SECTION 3. WARRANTIES.
LESSEE ACKNOWLEDGES AND AGREES THAT (a) EACH UNIT IS OF
A SIZE, DESIGN, CAPACITY AND MANUFACTURE SELECTED BY LESSEE,
(b) LESSEE IS SATISFIED THAT THE SAME IS SUITABLE FOR ITS
PURPOSES, (c) LESSOR IS NOT A MANUFACTURER THEREOF NOR A
DEALER IN PROPERTY OF SUCH KIND AND (d) LESSOR HAS NOT MADE,
AND DOES NOT HEREBY MAKE, ANY REPRESENTATION, WARRANTY OR
COVENANT WITH RESPECT TO THE TITLE, MERCHANTABILITY,
CONDITION, QUALITY, DESCRIPTION, DURABILITY, FITNESS FOR
PURPOSE OR SUITABILITY OF ANY UNIT IN ANY RESPECT OR IN
CONNECTION WITH OR FOR THE PURPOSES AND USES OF LESSEE.
Lessor hereby assigns to Lessee, to the extent assignable, any
warranties, covenants and representations of Vendor with
respect to any Unit, but any action taken by Lessee by reason
thereof shall be at Lessee's expense and shall be consistent
with Lessee's obligations under Section 2. Any amounts
received by Lessee as payment under any such warranty shall be
applied to restore the relevant Units to the condition
required by this Lease, with the balance of such
-3-
amount, if any, to be paid over to Lessor. Lessee shall not take
any action or fail to take any action the effect of which would
be to invalidate any such warranty.
SECTION 4. COVENANTS WITH RESPECT TO THE UNITS.
4.01 Use. Lessee shall not use, operate, maintain or
store any Unit improperly, carelessly or in violation of any
applicable law or regulation of any government authority.
4.02 Possession. Lessee shall not (a) abandon any
Unit, or (b) sublease any Unit or permit its use by anyone
other than Lessee or Piedmont Coca-Cola Bottling Partnership
without the prior written consent of Lessor, not to be
unreasonably withheld. No such sublease shall relieve Lessee
of its obligations hereunder.
4.03 Liens. Lessee shall not sell, assign or
transfer, or directly or indirectly create, incur or suffer to
exist any lien, claim, security interest or encumbrance of any
kind on any of its rights hereunder or in any Unit.
4.04 Titling, Licensing and Registration.
(a) Characterization of Lease.
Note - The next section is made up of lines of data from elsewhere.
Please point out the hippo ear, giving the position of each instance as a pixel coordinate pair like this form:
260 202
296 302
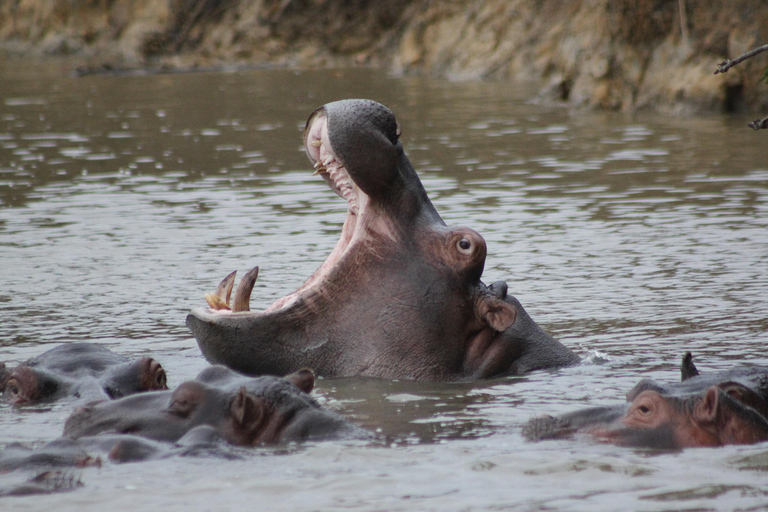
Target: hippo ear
706 410
496 313
303 379
248 411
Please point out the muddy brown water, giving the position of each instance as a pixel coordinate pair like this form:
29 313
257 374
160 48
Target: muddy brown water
123 199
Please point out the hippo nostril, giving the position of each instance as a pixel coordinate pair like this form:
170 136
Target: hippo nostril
160 379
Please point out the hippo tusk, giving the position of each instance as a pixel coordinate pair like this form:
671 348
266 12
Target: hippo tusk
220 299
244 289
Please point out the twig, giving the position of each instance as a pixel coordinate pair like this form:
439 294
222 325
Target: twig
759 124
683 23
728 64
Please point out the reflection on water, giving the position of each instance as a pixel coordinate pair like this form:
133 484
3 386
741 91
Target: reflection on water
631 238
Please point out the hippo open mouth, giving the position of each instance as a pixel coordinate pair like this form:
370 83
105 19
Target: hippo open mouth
358 225
400 295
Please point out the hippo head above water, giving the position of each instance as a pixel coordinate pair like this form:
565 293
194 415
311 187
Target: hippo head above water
723 408
400 295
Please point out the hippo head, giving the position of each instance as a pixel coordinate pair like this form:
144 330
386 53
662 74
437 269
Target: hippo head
400 295
655 420
241 410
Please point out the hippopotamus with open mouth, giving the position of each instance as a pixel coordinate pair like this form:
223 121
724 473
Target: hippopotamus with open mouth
400 295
Lessee and
Lessor agree that:
(i) For Federal income tax purposes,
this Lease is intended to be a lease of the Units,
notwithstanding (in the case of Units that are Motor
Vehicles) the Terminal Rental Adjustment and related
provisions, as a result of the provisions of Section
7701(h) of the Code;
(ii) For purposes of the Uniform
Commercial Code of each state, in the case of Units
that are Motor Vehicles, notwithstanding the Terminal
Rental Adjustment, the TRAC Amount and the Estimated
Fair Market Value, and notwithstanding the Payment
Limitation, this Lease is properly characterized, as to
such Units, as a "true lease" and, in the case of Units
that are not Motor Vehicles, this Lease is properly
characterized, as to such Units, as a "true lease"; and
(iii) For vehicle titling and
registration purposes, the characterization of this
Lease for purposes of the Uniform Commercial Code is
relevant (and characterization of this Lease for
Federal income tax purposes is irrelevant) for
determining whether any Unit that is a Motor Vehicle
should be titled or registered in the name of Lessor or
Lessee.
-4-
(b) Pre-Closing Titling and Registration.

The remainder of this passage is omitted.